An analysis of Financial Action Task Force (FATF) Mutual Evaluation Reports and country AML rankings shows a number of trends for 2019 in the fight against money laundering.
While some countries continue to show a high-risk score on the independent Basel AML Index, the US, Canada and the UK, remained virtually unchanged in the middle of the pack. The US ranks 72nd and Canada at 79th. The UK ranks even better at 106th with a lower risk score.
The least risky countries in the 125-nation list are Estonia, Finland, New Zealand, Macedonia and Sweden.
At the top end of the scale for the limited list, the riskiest country for money laundering is Mozambique with Laos, Myanmar, Afghanistan and Liberia rounding out the top five.
The analysis by the Basel Institute on Governance, an independent think tank that is part of the UN’s crime prevention network, shows some countries are making progress in their efforts to fight money crimes.
Source: Basel AML country map
The institute identified AML trends based on compliance with 40 FATF Recommendations and 11 key effectiveness goals.
Here is what the analysis found in five key areas:
- AML/CFT systems largely ineffective
Ratings on the FATF's key goals reflect whether a country's AML measures are working well. The annual results show that countries’ effectiveness within the key effectiveness goals is low with the average performance ranging between 23 and 50 percent.
However, Spain, the United Kingdom, Belgium, Malaysia and Vanuatu stand out with a particularly high performance (above 80 per cent) when it comes to technical compliance.
- Countries make progress in cooperation and financial intelligence
Countries showed their best performance on international cooperation and facilitation with 50 percent effectiveness. However, they ranked at 37 percent on understanding the risks of ML/TF and domestic efforts to combat ML/TF.
They also ranked at 37 percent on the use of financial intelligence and in the investigation of terrorist finance offences, the analysis said.
- Supervising regulatory authorities and implementing preventive measures
The Basel report said FATF data shows all assessed countries face significant issues on supervision, monitoring and regulation of financial institutions. They scored an average performance of only 27 percent. Countries averaged 24 percent on preventive measures in ML/TF.

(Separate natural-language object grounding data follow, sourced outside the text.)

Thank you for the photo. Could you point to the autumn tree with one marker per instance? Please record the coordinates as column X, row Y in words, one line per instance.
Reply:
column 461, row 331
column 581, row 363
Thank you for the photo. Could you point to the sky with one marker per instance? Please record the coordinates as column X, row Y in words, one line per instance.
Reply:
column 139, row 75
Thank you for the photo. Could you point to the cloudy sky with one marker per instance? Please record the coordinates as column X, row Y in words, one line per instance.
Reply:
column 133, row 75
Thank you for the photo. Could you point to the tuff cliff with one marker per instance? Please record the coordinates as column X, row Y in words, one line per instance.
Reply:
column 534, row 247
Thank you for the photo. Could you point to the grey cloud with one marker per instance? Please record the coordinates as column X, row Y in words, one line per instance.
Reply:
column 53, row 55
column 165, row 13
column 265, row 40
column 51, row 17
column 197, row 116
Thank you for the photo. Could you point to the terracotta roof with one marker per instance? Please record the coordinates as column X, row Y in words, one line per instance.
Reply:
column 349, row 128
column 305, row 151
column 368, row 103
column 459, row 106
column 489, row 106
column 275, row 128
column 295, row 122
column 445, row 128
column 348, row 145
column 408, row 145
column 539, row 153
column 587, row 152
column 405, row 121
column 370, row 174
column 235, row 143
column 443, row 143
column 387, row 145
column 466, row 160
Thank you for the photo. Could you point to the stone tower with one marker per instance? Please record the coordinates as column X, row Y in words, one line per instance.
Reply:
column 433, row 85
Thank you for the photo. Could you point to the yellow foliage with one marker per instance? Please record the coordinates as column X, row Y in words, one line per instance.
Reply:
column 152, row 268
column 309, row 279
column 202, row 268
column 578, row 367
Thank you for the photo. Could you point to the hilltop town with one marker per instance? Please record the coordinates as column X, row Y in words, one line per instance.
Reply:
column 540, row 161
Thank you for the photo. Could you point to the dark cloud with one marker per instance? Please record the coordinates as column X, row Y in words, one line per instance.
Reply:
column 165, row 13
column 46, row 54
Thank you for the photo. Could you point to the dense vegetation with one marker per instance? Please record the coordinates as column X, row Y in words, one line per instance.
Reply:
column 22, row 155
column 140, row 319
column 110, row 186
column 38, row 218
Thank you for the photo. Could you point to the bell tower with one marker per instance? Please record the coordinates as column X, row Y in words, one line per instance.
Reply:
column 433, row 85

- Reporting of STRs effective, Investigations and prosecutions need attention
FATF data indicate that countries show a good performance in submitting suspicious transaction reports (STR). Overall effectiveness is about 80 percent. However, when it comes to ML investigations and prosecutions, the performance level is only 23 percent.
- Beneficial ownership a sticking point
Analysis of FATF data shows countries demonstrated their lowest performance at only 23 percent when dealing with beneficial ownership information. The average score for technical compliance on Transparency and beneficial ownership of legal persons is 42 percent. For Transparency and beneficial ownership of legal arrangements, they scored 44 percent.

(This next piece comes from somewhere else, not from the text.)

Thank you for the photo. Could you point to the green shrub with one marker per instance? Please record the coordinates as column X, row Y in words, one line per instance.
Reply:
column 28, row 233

The analysis pointed out that “information on ownership structures is largely unavailable to competent authorities.” Some countries, particularly in Europe, are well ahead of the pack with beneficial ownership databases.

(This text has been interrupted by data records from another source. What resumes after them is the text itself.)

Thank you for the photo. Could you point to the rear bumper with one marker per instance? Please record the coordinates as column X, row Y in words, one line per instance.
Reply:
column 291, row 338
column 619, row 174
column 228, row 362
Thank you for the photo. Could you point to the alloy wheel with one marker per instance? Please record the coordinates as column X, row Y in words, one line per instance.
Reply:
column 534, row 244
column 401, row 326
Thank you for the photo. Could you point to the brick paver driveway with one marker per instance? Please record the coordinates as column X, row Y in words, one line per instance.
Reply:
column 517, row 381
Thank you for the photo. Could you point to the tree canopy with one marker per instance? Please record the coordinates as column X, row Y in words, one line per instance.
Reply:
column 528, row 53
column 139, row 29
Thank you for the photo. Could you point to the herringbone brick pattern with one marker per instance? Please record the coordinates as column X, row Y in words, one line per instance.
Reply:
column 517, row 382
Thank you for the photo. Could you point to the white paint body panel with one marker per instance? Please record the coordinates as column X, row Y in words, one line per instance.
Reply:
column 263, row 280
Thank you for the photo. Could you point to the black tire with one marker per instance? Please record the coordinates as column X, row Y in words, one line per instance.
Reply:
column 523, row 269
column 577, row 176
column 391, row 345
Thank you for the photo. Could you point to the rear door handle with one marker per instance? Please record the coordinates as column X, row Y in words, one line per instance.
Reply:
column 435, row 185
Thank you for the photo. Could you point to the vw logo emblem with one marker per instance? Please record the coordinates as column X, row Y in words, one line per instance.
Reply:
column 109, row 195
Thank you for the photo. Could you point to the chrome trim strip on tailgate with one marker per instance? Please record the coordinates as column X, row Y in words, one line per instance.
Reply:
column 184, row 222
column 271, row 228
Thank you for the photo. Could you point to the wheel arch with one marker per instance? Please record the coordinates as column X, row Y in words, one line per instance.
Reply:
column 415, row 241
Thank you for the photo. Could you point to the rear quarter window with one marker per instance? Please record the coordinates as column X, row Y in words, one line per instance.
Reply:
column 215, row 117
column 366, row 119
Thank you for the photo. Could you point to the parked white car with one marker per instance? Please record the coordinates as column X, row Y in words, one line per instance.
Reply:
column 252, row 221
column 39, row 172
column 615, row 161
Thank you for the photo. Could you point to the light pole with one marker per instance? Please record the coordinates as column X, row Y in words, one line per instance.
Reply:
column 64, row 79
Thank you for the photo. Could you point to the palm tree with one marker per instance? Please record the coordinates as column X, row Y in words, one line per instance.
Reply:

While the analysis shows beneficial ownership is still a sticking point for financial institutions, there has been recent guidance from FinCEN regarding the CDD rule on beneficial ownership data.
While the CDD rule provides a simple template for collecting data to comply with US regulations, many institutions want to do more.
Collecting beneficial ownership information in the US
For Financial Institutions looking to improve their compliance with AML laws, there is also guidance from a recent white paper by CaseWare RCM, makers of the AML solution Alessa. Here is the basic information to be collected as suggested by a senior compliance officer on beneficial ownership and the CDD Rule:
- Name, date of birth, residence address, and tax ID number of any individual who owns/controls, directly or indirectly, 25 percent or more of the legal entity customer—if any
- Name, date of birth, residence address, and tax ID number of one individual with significant responsibility to control, manage, or direct the legal entity customer
- Name and signature of the individual opening the account (who may or may not be a beneficial owner)
- Financial institutions have expanded on this basic information with their own customised beneficial ownership forms, requesting data such as:
- Each owner’s percentage owned or controlled
- Titles (especially for the individual named under the control prong)
- An organisation chart, when a complex structure is involved
Institutions do more than minimum
Some institutions have gone a step further by requiring that the legal entity self-identify its type/classification from a list of all the entity types identified in the CDD Rule, including those that are exempt from beneficial ownership reporting.
If the customer is an exempt entity type (such as a publicly traded company), the customer need only sign and return the form, with no further data provided. Although it results in a much longer form, this practice provides several significant advantages:
- It dramatically simplifies the onboarding process, by requiring that every new legal entity customer receive and return the beneficial ownership form. This provides a clear audit trail and removes “guesswork” as to which customers should or should not receive the form.
- It eliminates the risk of error by requiring the legal entity customer to “self-exempt.” There is no risk of a financial institution employee misidentifying a customer as an exempt entity and hence not obtaining the form.
- It provides expanded customer data for due diligence, transaction monitoring, and analytics.